Dokuzuncu hikâyede doğum motifi şöyle gerçekleşir: Yaşlı bir derviş, padişah ile vezirin remmel ilmi sayesinde çocuklarının olmadığını söyler. Bir elmayı ikiye bölerek padişahla vezire verir. Bunların yarısını padişahın diğer yarısını da vezirin yemesini, böylece çocuklarının olacağını, kızın adını Zühre, erkek çocuğun adını da Tahir koymalarını ve birbirinden ayırmamalarını söyleyerek ortadan kaybolur (Türkmen 1983: 210). Aradan geçen kısa bir zamandan sonra da kahramanlar doğmaktadırlar.

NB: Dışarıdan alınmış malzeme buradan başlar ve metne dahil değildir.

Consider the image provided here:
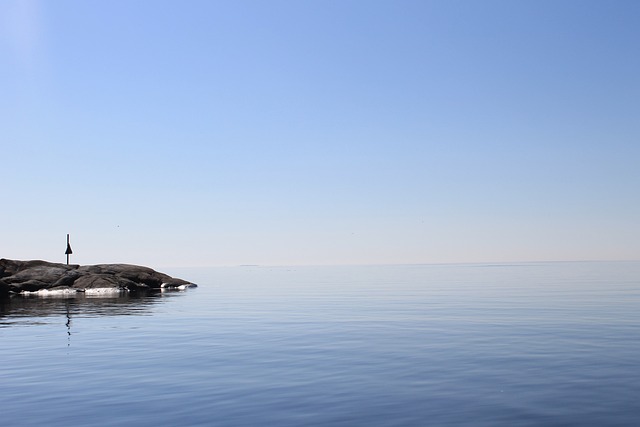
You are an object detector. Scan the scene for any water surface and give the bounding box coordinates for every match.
[0,262,640,426]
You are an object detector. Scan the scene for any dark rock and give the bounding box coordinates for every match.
[0,259,196,294]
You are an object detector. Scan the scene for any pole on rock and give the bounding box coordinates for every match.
[65,234,73,265]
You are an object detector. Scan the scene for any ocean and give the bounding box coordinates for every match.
[0,262,640,427]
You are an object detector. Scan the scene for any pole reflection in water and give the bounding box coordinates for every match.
[0,291,189,332]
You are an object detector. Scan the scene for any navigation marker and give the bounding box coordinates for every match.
[65,234,73,265]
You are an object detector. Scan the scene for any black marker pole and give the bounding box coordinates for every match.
[65,234,73,265]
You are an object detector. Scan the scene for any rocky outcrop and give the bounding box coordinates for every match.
[0,259,196,295]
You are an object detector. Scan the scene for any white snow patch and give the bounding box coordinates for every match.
[84,288,128,295]
[22,288,82,297]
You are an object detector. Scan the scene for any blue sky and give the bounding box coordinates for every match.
[0,0,640,267]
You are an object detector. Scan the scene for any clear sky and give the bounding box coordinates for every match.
[0,0,640,268]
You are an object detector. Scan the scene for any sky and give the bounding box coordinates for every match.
[0,0,640,267]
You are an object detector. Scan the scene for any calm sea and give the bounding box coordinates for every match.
[0,262,640,427]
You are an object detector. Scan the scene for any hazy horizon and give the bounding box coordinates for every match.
[0,0,640,267]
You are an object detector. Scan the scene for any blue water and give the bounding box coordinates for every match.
[0,262,640,427]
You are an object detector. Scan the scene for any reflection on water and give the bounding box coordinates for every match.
[0,291,184,328]
[0,263,640,427]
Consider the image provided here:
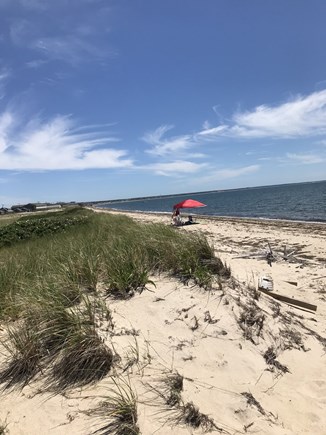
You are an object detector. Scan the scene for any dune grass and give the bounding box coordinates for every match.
[0,208,230,390]
[92,380,140,435]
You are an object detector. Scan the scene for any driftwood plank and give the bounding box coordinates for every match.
[258,288,317,311]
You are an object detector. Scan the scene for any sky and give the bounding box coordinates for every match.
[0,0,326,206]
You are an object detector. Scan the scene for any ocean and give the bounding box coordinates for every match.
[98,181,326,222]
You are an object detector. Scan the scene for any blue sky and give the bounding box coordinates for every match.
[0,0,326,205]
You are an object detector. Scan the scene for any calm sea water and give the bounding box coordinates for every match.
[100,181,326,222]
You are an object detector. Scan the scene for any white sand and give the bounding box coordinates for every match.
[0,209,326,435]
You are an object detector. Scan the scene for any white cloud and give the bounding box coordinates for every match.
[198,90,326,139]
[286,153,326,165]
[143,125,194,156]
[200,165,260,183]
[0,68,10,100]
[143,160,206,177]
[0,113,133,171]
[31,35,112,65]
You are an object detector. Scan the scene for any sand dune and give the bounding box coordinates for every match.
[0,213,326,435]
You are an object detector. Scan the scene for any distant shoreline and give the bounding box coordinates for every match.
[91,206,326,228]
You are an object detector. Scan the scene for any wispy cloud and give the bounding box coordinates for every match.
[0,68,10,100]
[31,35,113,65]
[286,153,326,165]
[143,125,194,156]
[0,112,133,171]
[10,4,116,68]
[198,90,326,139]
[203,165,260,182]
[143,160,206,178]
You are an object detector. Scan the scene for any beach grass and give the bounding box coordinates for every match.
[0,207,229,391]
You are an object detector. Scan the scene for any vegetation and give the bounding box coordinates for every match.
[92,381,140,435]
[0,207,230,394]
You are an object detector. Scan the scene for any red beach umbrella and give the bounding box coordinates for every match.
[173,199,206,209]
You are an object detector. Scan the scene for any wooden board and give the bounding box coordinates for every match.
[258,288,317,311]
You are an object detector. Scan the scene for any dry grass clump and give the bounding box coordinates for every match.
[241,392,266,415]
[176,402,224,432]
[238,303,265,343]
[89,381,140,435]
[161,372,184,407]
[50,329,113,391]
[0,325,43,389]
[0,421,9,435]
[104,246,155,299]
[0,298,113,391]
[264,346,289,373]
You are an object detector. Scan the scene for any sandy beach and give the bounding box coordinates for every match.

Onuncu hikâyede de kahramanın doğumu olağanüstüdür; fakat biraz farklılık vardır. Çünkü ikiz çocuk dünya gelmektedir. Kahramanın doğmasına yardımcı olan kuvvet yine bir derviştir. Derviş; hükümdara elmayı vermek için çocukların ikiz olması durumunda birini alacağını ve ikinci olarak da çocukların adlarını kendisinin vereceğini söyleyerek bu iki şartı öne sürer. Eğer Hurşit Bey bu iki şartı kabul ederse verdiği elmanın yardımıyla iki oğlu olacaktır. Elmayı yiyen Hurşit Bey’in ikiz oğlu olur, bunlardan biri son derece güzel; öteki de çirkindir. Derviş, daha önceden ileri sürdüğü şartlar gereği Hurşit Bey’in oğlu Kamber’i alarak gözden kaybolur (Kaya 1993: 66).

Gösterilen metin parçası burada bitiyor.